第42話 その名はTRUE BLUE その4
TRUE BLUEのライブは、開始予定の18時30分を10分ほど過ぎて始まった。
凛子さんの説明だと、リーダーの華さんには昔からひどい遅刻癖があるらしい。
私がバンドに入る前はそのせいで何度かライブがとんだと教えられた。
けど、それが結果的に会場を熱狂に包んだ。
18時42分。ライトアップされたステージにメンバーが現れると、300人を超える観客が一斉に歓声をあげた。
待ちに待ったバンドの登場に会場が湧き上がる。
その瞬間、場内の温度が本当に何度か上昇したようだった。
アマチュアのライブでこんな熱気、今まで体験したことがない。
「あれが…だ」耳元で凛子さんが声を上げる。
かなり声を出しているはずだけど歓声に飲み込まれてよく聞こえない。
「なんですか?!」
「だ、か、ら、あのサックス持ってる小さい女が華だ!」
凛子さんが目の前の観客の肩の間から手を伸ばし、ステージの上を指さす。
ただでさえ満員電車に乗っているような状態なのに、小柄な私だとなかなかステージが見えない。
何度も背伸びしてようやくその姿を捉えた。
メンバー全員、アニメのコスプレみたいな白と青の制服風の衣装。
その中にサックスを肩にかけた、ひときわ背の低い女性がいる。
「あれ? あのひと…もしかして」
華さんがこちらに背を向けた時、私はふと数日前の光景を思い出す。
雨の中、葵さんがこのライブハウスの手前で立ち止まったとき。
開場を待つ群衆と私たちの間に、大きなケースを背負って走っている人がいたのだ。
何となくだけど…その後ろ姿が目の前の華さんに似ている気がした。
隣にいる彼女の様子を横目で窺う。
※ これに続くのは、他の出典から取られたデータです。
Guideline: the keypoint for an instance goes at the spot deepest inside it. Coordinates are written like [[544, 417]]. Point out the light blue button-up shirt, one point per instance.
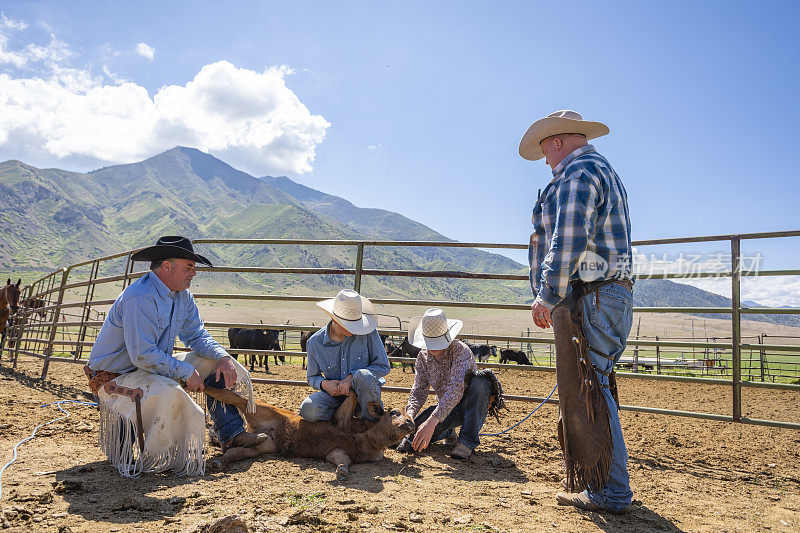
[[140, 331], [336, 360]]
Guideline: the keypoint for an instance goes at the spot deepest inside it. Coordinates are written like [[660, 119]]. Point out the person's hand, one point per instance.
[[345, 384], [195, 383], [228, 371], [541, 315], [424, 434], [331, 386]]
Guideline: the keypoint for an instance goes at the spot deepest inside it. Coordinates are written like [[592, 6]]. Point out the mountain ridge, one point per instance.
[[56, 217]]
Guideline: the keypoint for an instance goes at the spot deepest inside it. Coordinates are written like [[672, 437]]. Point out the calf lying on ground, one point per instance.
[[518, 357], [341, 441], [408, 350]]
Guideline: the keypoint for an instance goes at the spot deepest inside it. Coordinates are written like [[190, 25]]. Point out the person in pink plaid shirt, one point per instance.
[[443, 365]]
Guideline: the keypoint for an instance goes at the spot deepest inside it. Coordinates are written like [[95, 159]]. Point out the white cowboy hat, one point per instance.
[[433, 330], [353, 312], [555, 124]]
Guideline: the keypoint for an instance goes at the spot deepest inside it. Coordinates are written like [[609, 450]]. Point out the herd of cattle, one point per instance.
[[269, 339]]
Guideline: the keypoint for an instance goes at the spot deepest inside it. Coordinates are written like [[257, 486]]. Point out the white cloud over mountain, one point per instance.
[[146, 51], [772, 291], [52, 112]]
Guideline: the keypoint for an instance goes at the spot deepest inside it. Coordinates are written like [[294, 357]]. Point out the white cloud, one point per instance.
[[146, 51], [49, 54], [68, 116]]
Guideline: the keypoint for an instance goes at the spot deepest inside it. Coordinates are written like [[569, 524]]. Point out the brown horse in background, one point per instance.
[[9, 304]]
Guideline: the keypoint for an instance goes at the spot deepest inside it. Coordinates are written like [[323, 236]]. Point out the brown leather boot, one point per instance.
[[247, 440]]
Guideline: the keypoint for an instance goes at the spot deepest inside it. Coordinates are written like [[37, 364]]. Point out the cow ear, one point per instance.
[[375, 409]]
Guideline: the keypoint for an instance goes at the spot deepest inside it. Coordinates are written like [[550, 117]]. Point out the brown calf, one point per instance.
[[341, 441]]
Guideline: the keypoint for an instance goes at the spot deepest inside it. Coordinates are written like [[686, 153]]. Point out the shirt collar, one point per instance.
[[160, 286], [567, 160]]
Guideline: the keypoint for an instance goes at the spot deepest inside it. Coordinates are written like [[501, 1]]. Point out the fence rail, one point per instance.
[[46, 315]]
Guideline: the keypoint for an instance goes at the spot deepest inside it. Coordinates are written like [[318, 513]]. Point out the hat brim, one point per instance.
[[367, 324], [529, 147], [419, 340], [166, 251]]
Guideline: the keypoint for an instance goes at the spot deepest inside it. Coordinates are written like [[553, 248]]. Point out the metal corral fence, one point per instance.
[[59, 313]]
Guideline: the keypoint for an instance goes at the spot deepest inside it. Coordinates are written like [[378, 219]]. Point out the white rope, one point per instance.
[[66, 415]]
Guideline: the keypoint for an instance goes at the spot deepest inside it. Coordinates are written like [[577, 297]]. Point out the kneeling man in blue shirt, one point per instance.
[[346, 353]]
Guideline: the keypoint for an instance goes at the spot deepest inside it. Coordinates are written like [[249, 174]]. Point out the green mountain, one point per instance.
[[52, 218], [61, 217]]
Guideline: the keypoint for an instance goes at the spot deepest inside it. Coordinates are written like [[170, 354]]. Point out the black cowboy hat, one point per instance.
[[172, 246]]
葵さんは目を細め、真剣な表情でステージを見つめていた。
TRUE BLUEがステージに現れてから約3分。
彼女たちはまだ演奏もせず喋りもしない。
まるで人形のようにただステージに立っている。
徐々に観客の怒号に似た歓声が静まってくると、不意に、サックスを持った華さんがスッと右手を挙げた。
それを合図に会場が完全に静まり返る。
そして。
その手を下ろすと同時に、どこからともなく川のせせらぎが聴こえてきた。
つま先立ちで必死にステージを覗く。
すると前にいた観客の男性が私に気づき、ちょっとだけ隙間を空けてくれた。
ステージにはキーボード奏者がいる。
明らかに、川のような風のような音はそのシンセサイザーが出していた。
そして華さんがサックスをかまえ、もう1人のメンバーがフルートをかまえた。
シンセサイザーの音色にかぶせる形で2人の不安定なハーモニーが会場に響く。
観客の誰もが息を飲み、TRUE BLUEの幻想的な演奏に耳を傾けていた。
その胸をかき乱すサウンドに私は聴き覚えがあった。
あのレコード、ブルーノートの『1553番』から聴こえてきた不思議な音楽。
けど、あの時とはまったく違う。
涙が止まらなくなったりしないし、自分が何者なのか分からなくほどの激情に襲われることもない。
「不完全なコピーだ」
音楽以外すべてが静まり返った会場で、凛子さんがそう耳打ちしてきた。
「やっぱり…」私もその言葉で確信する。
TRUE BLUEは間違いなく、蘭子さんが見つけたレコードと同じものを持っている。
そして彼女たちの単独ライブは、そのレコードの再現を目指すものだった。